Denize girdiğim bir sahil kenarında çocuklar ilgimi çekmişti. Küçük rengarenk taşlar topluyorlar, sanki bir hazine bulmuşçasına seviniyorlardı. Bulduklarına baktım, kırılan içki şişelerinin parçalarıydı. Belli ki sarhoşlar kurtulmak istedikleri akıllarının bağlarını çözünce içlerinde biriktirdikleri öfkeyi şişelerden çıkarmışlar, kırıp denize atmışlardı. Lakin ilginç olan ise; Neşterden daha keskin olan cam parçalarının sahile vuran dalgalar maharetiyle kenarları iyice törpülenmiş, bakanın bir cam parçası olduğunu anlayamayacağı hatta değerli taşlara benzer bir hal almış olmalarıydı. Deniz törpülemiş, yuvarlamış ve yumuşak hatlı bir kıvama sokmuştu her birini.

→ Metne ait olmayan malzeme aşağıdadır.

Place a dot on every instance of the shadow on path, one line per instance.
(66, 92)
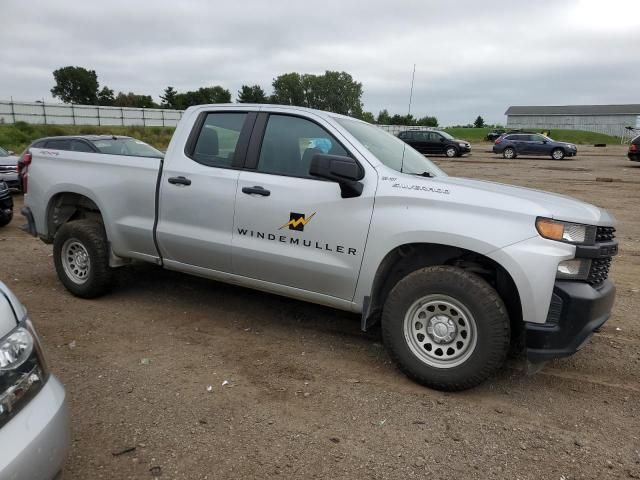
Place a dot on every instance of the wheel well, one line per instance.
(408, 258)
(65, 207)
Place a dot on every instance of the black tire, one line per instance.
(557, 154)
(5, 219)
(488, 315)
(509, 153)
(91, 236)
(451, 152)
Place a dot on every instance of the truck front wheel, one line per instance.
(446, 328)
(81, 257)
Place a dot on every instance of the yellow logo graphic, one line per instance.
(297, 221)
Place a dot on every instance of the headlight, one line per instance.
(576, 269)
(23, 371)
(15, 349)
(566, 231)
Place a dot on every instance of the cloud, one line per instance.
(471, 58)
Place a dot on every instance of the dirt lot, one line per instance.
(309, 395)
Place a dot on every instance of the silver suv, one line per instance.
(34, 419)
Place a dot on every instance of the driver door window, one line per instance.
(290, 143)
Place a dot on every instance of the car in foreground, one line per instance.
(329, 209)
(9, 169)
(634, 150)
(435, 142)
(6, 204)
(34, 418)
(512, 145)
(105, 144)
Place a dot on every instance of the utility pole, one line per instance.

Denizin kenarında taşlara vurularak kırılmış ve parçalara ayrılmış bira şişelerine ilişti gözüm birden. Kenarları bir celladın elinde parlayan kılıç gibi duruyordu. Deniz görmüş cam parçasıyla görmemişin ahvali gözümün önündeydi işte!

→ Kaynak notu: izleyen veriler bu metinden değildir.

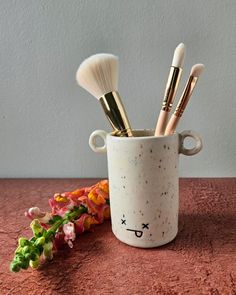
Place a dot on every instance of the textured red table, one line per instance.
(201, 260)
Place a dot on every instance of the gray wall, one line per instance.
(46, 119)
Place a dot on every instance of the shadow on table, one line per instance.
(206, 232)
(68, 265)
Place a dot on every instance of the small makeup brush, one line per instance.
(188, 90)
(171, 88)
(98, 74)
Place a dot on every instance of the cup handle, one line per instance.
(93, 144)
(193, 151)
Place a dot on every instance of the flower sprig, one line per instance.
(71, 214)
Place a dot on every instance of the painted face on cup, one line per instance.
(138, 231)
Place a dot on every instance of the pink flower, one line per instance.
(84, 223)
(36, 213)
(69, 231)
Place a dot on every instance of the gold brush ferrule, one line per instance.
(192, 81)
(171, 88)
(115, 112)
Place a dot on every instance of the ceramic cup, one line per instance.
(144, 184)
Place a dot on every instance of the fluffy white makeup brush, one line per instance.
(99, 74)
(171, 88)
(188, 90)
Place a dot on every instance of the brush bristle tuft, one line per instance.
(98, 74)
(197, 70)
(178, 58)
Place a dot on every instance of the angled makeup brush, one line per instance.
(98, 74)
(188, 90)
(171, 88)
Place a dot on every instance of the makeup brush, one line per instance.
(98, 74)
(171, 88)
(188, 90)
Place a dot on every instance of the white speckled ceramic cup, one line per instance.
(144, 184)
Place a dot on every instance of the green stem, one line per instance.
(72, 215)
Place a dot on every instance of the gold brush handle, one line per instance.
(115, 112)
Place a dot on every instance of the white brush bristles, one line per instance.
(197, 70)
(99, 74)
(178, 57)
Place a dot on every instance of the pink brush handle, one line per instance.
(161, 123)
(172, 124)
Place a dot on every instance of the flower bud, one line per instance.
(23, 242)
(34, 263)
(14, 266)
(40, 241)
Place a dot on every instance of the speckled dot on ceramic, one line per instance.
(144, 187)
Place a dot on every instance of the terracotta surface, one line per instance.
(201, 260)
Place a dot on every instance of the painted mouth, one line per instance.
(138, 233)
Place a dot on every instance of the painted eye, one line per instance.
(145, 225)
(123, 221)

Köşeleri törpü görmemiş, hayatın bencilce bakışlarından bir şey eksiltmediği keskin kenarlı insanlarda mı öyleydi acaba? Dokunanın canını yakan, kesip ayrıştıran, kanatan sadece taşlar mıydı? insan diye işaret ettiğimiz beşerde de böyle haller mevcut muydu? Harman oldu zihnim.

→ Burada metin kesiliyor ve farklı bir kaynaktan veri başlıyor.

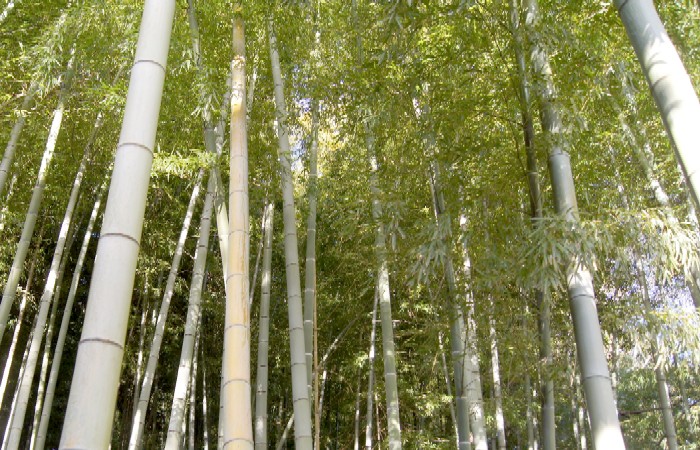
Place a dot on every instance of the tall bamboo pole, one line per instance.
(548, 426)
(300, 393)
(192, 322)
(237, 414)
(63, 331)
(137, 427)
(261, 382)
(54, 275)
(669, 83)
(26, 296)
(90, 410)
(10, 290)
(605, 425)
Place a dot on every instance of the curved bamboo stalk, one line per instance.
(46, 298)
(63, 331)
(192, 322)
(300, 392)
(605, 425)
(137, 426)
(264, 333)
(669, 83)
(237, 414)
(10, 290)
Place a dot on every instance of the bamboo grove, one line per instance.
(350, 224)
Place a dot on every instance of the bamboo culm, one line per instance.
(236, 395)
(26, 296)
(44, 305)
(193, 317)
(137, 426)
(300, 391)
(63, 331)
(10, 291)
(370, 377)
(261, 382)
(93, 395)
(48, 342)
(670, 85)
(605, 425)
(383, 289)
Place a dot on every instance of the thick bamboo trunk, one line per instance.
(261, 382)
(471, 378)
(63, 331)
(358, 401)
(605, 425)
(543, 304)
(3, 212)
(670, 85)
(55, 274)
(300, 392)
(137, 427)
(459, 351)
(90, 411)
(238, 430)
(10, 291)
(191, 324)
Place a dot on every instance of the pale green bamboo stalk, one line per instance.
(10, 291)
(193, 395)
(138, 425)
(300, 393)
(310, 265)
(659, 371)
(16, 132)
(20, 318)
(536, 212)
(90, 412)
(471, 380)
(7, 10)
(370, 366)
(15, 397)
(3, 212)
(605, 425)
(446, 376)
(670, 85)
(384, 291)
(55, 273)
(205, 411)
(237, 414)
(457, 333)
(48, 342)
(261, 382)
(496, 372)
(8, 156)
(63, 331)
(193, 318)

Hayatın dış yüzünün sahra-yı kesret, iç yüzünün ise umman-ı vahdet tabir olunduğu iklimde ömür sürenlerin miyârına göre; varlık bir vahdet deniziydi. Allah’ta ve Allah’la yaşayanların törpülenmiş huyları varlığı incitmiyordu. Sahra-yı kesretin taşlarına başını çarpa çarpa hayat yolunu yürüyenlerin bâhâsı ise kırık bir bira şişesi parçasının keskinliğinde, kalbe başını diken, cellat muradına bendelik yapan keskinlikten ve batıcılıktan öteye geçemiyordu.
Piramitlerin ucuna bakınca yücelere ulaşma ve hatta sahip olma dürtüsünün mücessemleşmiş halini ayan beyan görürsünüz. Taş değildir başını göğe diken. Enaniyet ve kibrin taşa işlenmiş halidir. Kubbelerimize bakın birde. Göğe doğru yükselir, lakin batıp can yakacak bir maksat barındırmaz bünyesinde. Hafifçe dokunup geçen bir dost nazarının, bir dilber başından eğilmiş zülfün, yar cemâlinde secde kılan kaşların lisânı halini kubbelerimizde görürsünüz. Lakin; bir denizin dışına, birde içine bakacak nazara sahipseniz !
İçe bakınca dışarıdan, dışı görünce içeriden habersiz olana gâfil deseler gerek.
Bir cam parçası gibi bir bıçak gibi olma ey sözüm. Kesip ayırma ruhları bedenlerinden.
Bir piramidin sivriliği ile sarfı nazar kılma ey gözüm.
Batmasın bakışların etten ve kemikten yaratılmış acizler zümresine.